Almost All Numbers Are Normal entry

main
Jack Jackson 4 months ago
parent 1a44ff1123
commit e81efd10d2
  1. 76
      blog/content/posts/almost-all-numbers-are-normal.md
  2. 8
      blog/static/css/table-styling-almost-all-numbers.css
  3. 36
      np.sh

@ -0,0 +1,76 @@
---
title: "Almost All Numbers Are Normal"
date: 2023-12-17T17:23:09+00:00
math: true
tags:
- mathematics
extraHeadContent:
- <link rel="stylesheet" type="text/css" href="/css/table-styling-almost-all-numbers.css">
---
"Almost All Numbers Are Normal" is a delightful sentence. In just five words, it relates three mathematical concepts, in a way which is true but misleading - the meaning of the sentence is almost exactly the opposite of what a layman would expect.
<!--more-->
## Numbers
The intuitive conception of "_numbers_" if you ask someone to simply "_name a number_" are the natural numbers $\mathbb{N}$ (0[^is-zero-a-natural-number], 1, 2, 3, ...), or the integers $\mathbb {Z}$ (... -3, -2, -1, 0, 1, 2, 3, ...). [Of course](https://xkcd.com/2501/) most folks are familiar with the rationals $\mathbb{Q}$, though probably by the name of and through the lens of "fractions" rather than the more mathematically-precise objects - and even those only scratch the surface of the full set of [real numbers](https://en.wikipedia.org/wiki/Real_number) $\mathbb{R}$ [and beyond](https://en.wikipedia.org/wiki/Complex_number#Generalizations_and_related_notions).
There are plenty of ways to conceptualize some of these sets of numbers - typically as the unique (up to isomorphism) structure satisfying some particular set of axioms like [Peano's](https://en.wikipedia.org/wiki/Peano_axioms#Set-theoretic_models) or [Dedekind's](https://en.wikipedia.org/wiki/Dedekind_cut) - but for the purposes of this post, I want to consider the reals[^limitation-of-consideration] as an infinite sequence[^what-about-the-decimal-point] of digits 0-9, or equivalently as a function $f: \mathbb{N} \to {0, 1, 2, \cdots 9}$. That is, the number `7394.23` is equivalent to the function partially represented by the following table:
| Index | Value |
|--------------|-----------|
| 1 | 7 |
| 2 | 3 |
| 3 | 9 |
| 4 | 4 |
| 5 | 2 |
| 6 | 3 |
| 7 | 0 |
| 8 | 0 |
| 9 | 0 |
| ... | ... |
I say _partially_ represented, because of course this table could continue infinitely - for any index greater than 6, the function's value is 0: [$\forall n > 6, f(n) = 0$].
This way of describing numbers focuses less on their value, and more on their written representation - it stresses the ability to ask "_what is the fifth digit of this number?_" much more than the ability to ask "_which of these two numbers is bigger?_". This focus will be justified in the next section.
## Normality
The word "normal" has lots of domain-specific meanings in mathematics, many of them related to one of two concepts:
* **orthogonality** - that's fancy mathematician speak for "_being at 90-degrees to something_"[^orthogonal]. For instance, we could say that a skyscraper is orthogonal to, or normal to, the ground, because it points straight upwards and the ground is horizontal.
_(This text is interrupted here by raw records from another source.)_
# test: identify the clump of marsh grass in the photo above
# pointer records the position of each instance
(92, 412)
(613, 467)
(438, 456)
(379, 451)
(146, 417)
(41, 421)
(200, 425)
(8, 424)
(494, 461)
* of or related to the **norm**, which itself is a function that assigns a length-like value to mathematical objects.
In particular - I don't think I've _ever_ heard the term "_normal_" used in its layman's sense of "_standard, expected, regular, average_"[^term-of-art]. I guess mathematicians don't think it's very normal to be normal.
In number theoretic terms, a [normal number](https://en.wikipedia.org/wiki/Normal_number)[^absolutely-normal] is one in which all digits and sequences of digits occur with the same frequency - no digit or sequence is "favoured". The string of digits looks like it could have been the output of a random number like coin-flipping (for binary digits) or repeatedly rolling a d10.
It's pretty easy to immediately see that no number with terminating decimal expansion (which includes all the integers, and all fractions with a denominator of a power of 10) are not normal - if the sequence of digits starts repeating 0, then 0 is "favoured", and the number is not normal. A little more thought shows that every rational number (every fraction) is abnormal - either the division terminates (and the decimal expansion continues `000...`), or the decimal expansion repeats (and so the repeated-string is "favoured", and any string which didn't appear before point that is absent).
### Corrolary of normalcy
A fun property of normal numbers is that, because all subsequences are "_equally likely_", and because they are infinite non-repeating sequences, any given sequence of numbers _must_ exist somewhere in them. Since any content that is stored on a computer is stored as a sequence of numbers, this implies that any content you could imagine - your name and birthday, the Director's Cut of Lord Of The Rings, a sequence of statements which prove that almost all numbers are normal - exists somewhere within each of them.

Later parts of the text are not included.